Necesitamos una Iglesia en movimiento capaz de agrandar sus horizontes, midiéndolos no mediante la estrechez del cálculo humano, o con miedo a cometer errores, sino con la gran medida del corazón misericordioso de Dios.
No puede haber una siembra fructuosa de vocaciones si permanecemos simplemente cerrados en el cómodo criterio pastoral del “siempre se ha hecho así”, sin ser audaces y creativos en esta tarea de repensar los objetivos, las estructuras, el estilo y los métodos evangelizadores de las propias comunidades.
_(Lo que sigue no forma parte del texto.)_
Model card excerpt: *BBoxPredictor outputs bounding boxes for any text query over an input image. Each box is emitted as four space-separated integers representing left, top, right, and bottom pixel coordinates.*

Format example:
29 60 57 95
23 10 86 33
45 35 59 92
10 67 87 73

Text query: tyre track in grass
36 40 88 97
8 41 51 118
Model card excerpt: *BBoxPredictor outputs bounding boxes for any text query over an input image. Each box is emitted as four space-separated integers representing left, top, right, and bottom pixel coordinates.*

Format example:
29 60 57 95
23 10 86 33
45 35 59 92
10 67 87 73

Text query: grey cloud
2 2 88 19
Hemos de aprender a salir de nuestras rigideces, que nos hacen incapaces de comunicar la alegría del Evangelio, de las fórmulas estandarizadas que a menudo resultan anacrónicas, de los análisis preconcebidos que encasillan la vida de las personas en fríos esquemas. Salir de todo eso. Estamos llamados a una pastoral del encuentro, y dedicar tiempo a acoger y escuchar a todos, especialmente a los jóvenes.
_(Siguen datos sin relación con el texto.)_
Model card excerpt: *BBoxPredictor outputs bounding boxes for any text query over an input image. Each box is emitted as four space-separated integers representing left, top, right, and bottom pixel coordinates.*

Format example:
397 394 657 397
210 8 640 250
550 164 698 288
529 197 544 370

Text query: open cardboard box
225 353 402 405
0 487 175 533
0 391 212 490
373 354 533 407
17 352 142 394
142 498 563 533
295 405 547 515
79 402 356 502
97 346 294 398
No se trata de que acudan a misa por la fuerza, o presionarles para que se confirmen o se casen por la Iglesia o bauticen a sus hijos, cuando son personas que apenas viven su fe. Se trata de que nosotros hagamos una buena limpieza desde adentro y tengamos la firme convicción de creer y crecer en Dios.
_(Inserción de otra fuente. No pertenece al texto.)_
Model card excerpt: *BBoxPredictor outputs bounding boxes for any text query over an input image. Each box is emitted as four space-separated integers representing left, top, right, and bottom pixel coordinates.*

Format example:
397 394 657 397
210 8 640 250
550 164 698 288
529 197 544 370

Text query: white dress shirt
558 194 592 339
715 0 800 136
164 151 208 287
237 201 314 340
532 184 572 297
Lo esencial y lo que no necesita reformas es Jesús y su Evangelio: ese pasar haciendo el bien, el acercarnos a curar toda dolencia, el poner nuestra atención en esos hombres, dejando a un lado redes, barcas y lagos conocidos. Como enseñó Jesús, es necesario salir al encuentro, acoger, escuchar, comprender… y dejarse cuestionar.